Delta Air Lines struggled for a fourth straight day to recover from a worldwide technology outage caused by a faulty software update, stranding tens of thousands of passengers and drawing unwanted attention from the federal government.
The airline’s chief executive said it would take “another couple days” before “the worst is clearly behind us.” Delta’s chief information officer said Monday that the airline was still trying to fix a vital crew-scheduling program.
Other carriers were returning to nearly normal levels of service disruptions, intensifying the glare on Delta’s relatively weaker response to the outage that hit airlines, hospitals, and businesses around the world.

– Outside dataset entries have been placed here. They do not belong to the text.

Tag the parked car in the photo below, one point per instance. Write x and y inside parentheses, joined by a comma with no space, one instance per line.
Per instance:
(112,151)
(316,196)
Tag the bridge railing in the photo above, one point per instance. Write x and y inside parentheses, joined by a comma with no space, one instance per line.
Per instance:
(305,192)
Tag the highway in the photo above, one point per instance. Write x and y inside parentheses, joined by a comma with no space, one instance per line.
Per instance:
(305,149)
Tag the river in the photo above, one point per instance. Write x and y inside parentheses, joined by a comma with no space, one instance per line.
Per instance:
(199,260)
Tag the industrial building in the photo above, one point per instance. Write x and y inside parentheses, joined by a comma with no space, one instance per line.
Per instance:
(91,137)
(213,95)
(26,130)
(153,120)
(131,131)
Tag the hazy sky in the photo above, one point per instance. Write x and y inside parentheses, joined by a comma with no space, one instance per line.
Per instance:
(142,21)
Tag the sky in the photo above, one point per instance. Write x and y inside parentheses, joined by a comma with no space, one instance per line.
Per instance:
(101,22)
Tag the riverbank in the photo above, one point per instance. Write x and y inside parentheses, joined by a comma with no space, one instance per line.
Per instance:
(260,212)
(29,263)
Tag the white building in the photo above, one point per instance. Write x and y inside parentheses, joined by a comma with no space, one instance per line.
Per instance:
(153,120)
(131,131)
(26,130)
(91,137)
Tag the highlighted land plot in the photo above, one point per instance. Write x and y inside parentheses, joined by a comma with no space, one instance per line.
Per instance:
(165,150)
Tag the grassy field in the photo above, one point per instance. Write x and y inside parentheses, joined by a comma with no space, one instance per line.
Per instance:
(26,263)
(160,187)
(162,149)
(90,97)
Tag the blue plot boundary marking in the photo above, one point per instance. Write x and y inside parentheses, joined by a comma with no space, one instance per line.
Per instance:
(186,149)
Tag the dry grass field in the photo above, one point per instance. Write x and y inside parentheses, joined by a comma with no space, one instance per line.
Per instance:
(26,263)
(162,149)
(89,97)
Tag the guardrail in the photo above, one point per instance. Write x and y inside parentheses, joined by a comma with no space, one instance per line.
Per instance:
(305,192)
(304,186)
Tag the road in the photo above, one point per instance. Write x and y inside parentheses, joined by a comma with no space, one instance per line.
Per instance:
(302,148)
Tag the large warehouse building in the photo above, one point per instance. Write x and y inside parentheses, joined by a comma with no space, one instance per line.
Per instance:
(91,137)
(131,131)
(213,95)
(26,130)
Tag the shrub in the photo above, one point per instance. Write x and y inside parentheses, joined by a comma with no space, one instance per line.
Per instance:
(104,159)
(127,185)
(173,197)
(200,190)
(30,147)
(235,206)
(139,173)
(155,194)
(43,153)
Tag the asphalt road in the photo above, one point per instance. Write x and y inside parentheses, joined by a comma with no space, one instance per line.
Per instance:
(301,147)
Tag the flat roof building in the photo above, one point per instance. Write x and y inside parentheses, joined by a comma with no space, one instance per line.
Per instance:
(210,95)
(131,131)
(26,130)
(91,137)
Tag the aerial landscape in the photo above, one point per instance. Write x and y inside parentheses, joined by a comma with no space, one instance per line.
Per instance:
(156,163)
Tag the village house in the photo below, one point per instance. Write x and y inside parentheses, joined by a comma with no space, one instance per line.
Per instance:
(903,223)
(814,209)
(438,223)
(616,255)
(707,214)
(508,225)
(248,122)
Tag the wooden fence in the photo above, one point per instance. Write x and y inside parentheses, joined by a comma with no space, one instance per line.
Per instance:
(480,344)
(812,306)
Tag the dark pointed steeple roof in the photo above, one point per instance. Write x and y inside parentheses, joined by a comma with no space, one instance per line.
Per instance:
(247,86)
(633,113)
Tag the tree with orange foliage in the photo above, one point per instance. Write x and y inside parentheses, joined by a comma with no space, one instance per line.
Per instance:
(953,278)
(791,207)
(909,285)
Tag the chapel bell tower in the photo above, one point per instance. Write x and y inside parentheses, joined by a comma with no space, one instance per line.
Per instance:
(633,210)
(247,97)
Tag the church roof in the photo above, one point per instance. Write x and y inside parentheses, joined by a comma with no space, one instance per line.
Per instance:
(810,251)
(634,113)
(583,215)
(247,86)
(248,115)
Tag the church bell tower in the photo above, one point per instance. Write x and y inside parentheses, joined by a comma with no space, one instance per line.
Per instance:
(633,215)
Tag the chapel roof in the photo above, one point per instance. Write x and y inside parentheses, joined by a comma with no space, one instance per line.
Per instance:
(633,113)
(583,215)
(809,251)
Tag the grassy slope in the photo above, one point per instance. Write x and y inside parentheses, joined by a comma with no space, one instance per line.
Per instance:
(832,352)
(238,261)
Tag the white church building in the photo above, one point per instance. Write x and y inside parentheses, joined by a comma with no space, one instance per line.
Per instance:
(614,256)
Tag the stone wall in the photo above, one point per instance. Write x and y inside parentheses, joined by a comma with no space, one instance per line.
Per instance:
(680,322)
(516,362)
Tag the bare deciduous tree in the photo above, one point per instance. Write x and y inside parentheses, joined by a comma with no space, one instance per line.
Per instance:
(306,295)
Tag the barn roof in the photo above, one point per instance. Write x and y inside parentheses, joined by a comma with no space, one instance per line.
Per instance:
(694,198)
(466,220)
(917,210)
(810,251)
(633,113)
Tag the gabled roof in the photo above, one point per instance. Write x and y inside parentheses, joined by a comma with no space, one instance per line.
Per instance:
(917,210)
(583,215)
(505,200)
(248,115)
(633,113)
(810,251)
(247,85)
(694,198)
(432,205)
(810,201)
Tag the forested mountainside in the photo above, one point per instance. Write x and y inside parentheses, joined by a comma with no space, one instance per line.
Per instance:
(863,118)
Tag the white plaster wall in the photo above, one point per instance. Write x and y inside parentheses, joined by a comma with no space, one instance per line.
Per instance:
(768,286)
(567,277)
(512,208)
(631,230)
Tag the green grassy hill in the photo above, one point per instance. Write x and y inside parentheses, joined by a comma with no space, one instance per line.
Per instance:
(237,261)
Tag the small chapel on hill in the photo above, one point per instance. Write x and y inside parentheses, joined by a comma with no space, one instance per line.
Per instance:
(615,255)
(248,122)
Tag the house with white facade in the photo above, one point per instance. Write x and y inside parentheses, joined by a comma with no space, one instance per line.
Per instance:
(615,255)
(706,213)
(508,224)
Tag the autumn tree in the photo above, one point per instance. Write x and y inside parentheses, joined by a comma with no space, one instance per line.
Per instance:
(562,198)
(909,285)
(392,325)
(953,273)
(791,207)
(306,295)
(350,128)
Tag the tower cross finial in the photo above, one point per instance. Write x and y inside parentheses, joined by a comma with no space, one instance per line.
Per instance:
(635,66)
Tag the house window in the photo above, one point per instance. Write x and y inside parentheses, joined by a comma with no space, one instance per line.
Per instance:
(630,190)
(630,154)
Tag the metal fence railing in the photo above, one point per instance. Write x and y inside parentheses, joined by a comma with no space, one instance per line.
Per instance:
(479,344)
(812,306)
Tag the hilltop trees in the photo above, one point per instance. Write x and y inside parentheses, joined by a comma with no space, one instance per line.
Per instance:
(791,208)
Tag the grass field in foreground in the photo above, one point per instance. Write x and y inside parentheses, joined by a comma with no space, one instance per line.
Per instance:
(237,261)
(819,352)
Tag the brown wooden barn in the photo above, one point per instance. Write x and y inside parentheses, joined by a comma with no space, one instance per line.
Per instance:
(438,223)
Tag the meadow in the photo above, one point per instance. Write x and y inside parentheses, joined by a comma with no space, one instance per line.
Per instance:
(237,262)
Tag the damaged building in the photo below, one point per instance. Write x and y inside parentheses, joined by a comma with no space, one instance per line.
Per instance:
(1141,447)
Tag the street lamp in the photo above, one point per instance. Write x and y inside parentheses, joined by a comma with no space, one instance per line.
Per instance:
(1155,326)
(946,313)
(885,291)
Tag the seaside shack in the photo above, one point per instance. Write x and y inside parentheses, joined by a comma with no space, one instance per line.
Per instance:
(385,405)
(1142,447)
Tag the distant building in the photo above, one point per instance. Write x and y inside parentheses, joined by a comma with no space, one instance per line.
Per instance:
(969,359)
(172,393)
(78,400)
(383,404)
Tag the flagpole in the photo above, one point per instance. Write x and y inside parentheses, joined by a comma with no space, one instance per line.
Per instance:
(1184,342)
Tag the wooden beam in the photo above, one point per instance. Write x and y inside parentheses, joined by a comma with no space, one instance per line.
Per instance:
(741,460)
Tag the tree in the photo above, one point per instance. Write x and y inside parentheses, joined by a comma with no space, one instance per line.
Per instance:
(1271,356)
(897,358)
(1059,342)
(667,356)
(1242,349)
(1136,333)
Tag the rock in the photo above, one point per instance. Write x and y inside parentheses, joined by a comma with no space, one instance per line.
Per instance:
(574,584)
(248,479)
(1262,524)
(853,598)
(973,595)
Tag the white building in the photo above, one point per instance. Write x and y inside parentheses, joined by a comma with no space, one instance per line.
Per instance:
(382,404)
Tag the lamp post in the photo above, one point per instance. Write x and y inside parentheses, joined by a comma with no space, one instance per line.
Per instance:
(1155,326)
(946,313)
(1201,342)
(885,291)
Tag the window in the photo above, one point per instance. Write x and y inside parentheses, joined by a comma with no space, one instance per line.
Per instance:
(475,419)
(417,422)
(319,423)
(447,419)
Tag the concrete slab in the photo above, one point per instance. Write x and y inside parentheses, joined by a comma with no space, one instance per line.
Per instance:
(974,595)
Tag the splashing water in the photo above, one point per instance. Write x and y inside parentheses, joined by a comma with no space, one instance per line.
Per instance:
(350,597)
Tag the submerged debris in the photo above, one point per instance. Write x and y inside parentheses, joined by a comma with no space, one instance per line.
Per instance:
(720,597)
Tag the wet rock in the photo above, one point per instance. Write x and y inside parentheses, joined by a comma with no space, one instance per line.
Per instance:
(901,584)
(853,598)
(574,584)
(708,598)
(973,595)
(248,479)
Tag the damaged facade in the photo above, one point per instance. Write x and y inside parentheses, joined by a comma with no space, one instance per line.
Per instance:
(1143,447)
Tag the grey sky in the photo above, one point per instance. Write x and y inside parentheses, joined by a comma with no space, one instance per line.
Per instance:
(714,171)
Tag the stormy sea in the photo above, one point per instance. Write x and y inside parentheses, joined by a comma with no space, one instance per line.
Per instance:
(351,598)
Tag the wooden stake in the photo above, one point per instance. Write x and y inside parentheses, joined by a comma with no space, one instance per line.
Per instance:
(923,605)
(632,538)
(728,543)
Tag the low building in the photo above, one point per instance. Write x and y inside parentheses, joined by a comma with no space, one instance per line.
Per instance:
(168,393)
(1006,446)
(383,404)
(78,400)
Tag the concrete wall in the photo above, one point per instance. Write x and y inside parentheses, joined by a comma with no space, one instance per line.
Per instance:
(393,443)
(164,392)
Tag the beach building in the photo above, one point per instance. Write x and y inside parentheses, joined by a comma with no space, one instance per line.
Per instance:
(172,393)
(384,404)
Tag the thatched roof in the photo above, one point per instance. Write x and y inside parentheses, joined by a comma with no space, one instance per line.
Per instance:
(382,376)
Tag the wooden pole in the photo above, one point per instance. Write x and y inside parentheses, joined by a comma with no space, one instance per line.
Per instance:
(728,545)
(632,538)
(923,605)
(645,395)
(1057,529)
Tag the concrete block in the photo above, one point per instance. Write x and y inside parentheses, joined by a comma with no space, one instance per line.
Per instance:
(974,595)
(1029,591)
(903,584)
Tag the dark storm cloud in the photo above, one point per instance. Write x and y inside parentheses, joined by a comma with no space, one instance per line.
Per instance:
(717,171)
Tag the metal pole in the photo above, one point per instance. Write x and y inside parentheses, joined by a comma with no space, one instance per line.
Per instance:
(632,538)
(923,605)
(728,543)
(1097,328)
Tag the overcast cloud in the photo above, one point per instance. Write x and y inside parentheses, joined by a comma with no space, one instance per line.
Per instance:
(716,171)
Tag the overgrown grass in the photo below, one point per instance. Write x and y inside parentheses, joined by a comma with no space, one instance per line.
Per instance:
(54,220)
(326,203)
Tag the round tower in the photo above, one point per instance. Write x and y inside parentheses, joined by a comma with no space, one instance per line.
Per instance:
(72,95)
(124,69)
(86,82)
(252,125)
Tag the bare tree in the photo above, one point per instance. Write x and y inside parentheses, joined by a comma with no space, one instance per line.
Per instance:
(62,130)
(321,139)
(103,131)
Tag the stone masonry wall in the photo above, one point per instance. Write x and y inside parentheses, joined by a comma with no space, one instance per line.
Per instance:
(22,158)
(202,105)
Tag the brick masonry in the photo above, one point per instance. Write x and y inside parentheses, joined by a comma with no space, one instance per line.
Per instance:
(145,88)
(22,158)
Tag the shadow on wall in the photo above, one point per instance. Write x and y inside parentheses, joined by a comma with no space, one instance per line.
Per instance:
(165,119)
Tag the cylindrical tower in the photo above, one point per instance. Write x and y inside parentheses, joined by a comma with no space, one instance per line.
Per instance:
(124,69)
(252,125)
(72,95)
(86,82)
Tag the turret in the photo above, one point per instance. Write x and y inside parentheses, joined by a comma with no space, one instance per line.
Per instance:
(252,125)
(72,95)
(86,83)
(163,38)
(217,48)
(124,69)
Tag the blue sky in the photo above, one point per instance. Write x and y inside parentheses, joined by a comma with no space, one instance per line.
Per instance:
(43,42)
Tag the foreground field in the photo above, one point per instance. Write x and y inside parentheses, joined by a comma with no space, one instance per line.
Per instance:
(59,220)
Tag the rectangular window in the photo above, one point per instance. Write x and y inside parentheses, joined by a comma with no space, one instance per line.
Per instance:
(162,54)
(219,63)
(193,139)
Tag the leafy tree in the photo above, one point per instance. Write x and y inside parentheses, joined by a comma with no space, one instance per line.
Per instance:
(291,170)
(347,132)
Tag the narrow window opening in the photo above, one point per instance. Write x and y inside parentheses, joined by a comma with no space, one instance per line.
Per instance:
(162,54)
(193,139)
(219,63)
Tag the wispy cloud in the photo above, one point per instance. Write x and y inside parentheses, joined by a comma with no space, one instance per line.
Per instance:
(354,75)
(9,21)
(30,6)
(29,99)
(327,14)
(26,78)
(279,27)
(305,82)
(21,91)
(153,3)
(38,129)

Transportation Secretary Pete Buttigieg spoke to Delta CEO Ed Bastian on Sunday about the airline’s high number of cancellations since Friday. Buttigieg said his agency had received “hundreds of complaints” about Delta, and he expects the airline to provide hotels and meals for travelers who are delayed and to issue quick refunds to customers who don’t want to be rebooked on a later flight.
“No one should be stranded at an airport overnight or stuck on hold for hours waiting to talk to a customer service agent,” Buttigieg said. He vowed to help Delta passengers by enforcing air travel consumer-protection rules.
Bastian said in a video for employees that he told Buttigieg, “You do not need to remind me. I know, because we do our very best, particularly in tough times, taking care of our customers.”
Delta has canceled more than 5,500 flights since the outage started early Friday morning, including at least 700 flights canceled on Monday, according to aviation data provider Cirium. Delta and its regional affiliates accounted for about two-thirds of all cancellations worldwide Monday, including nearly all the ones in the United States.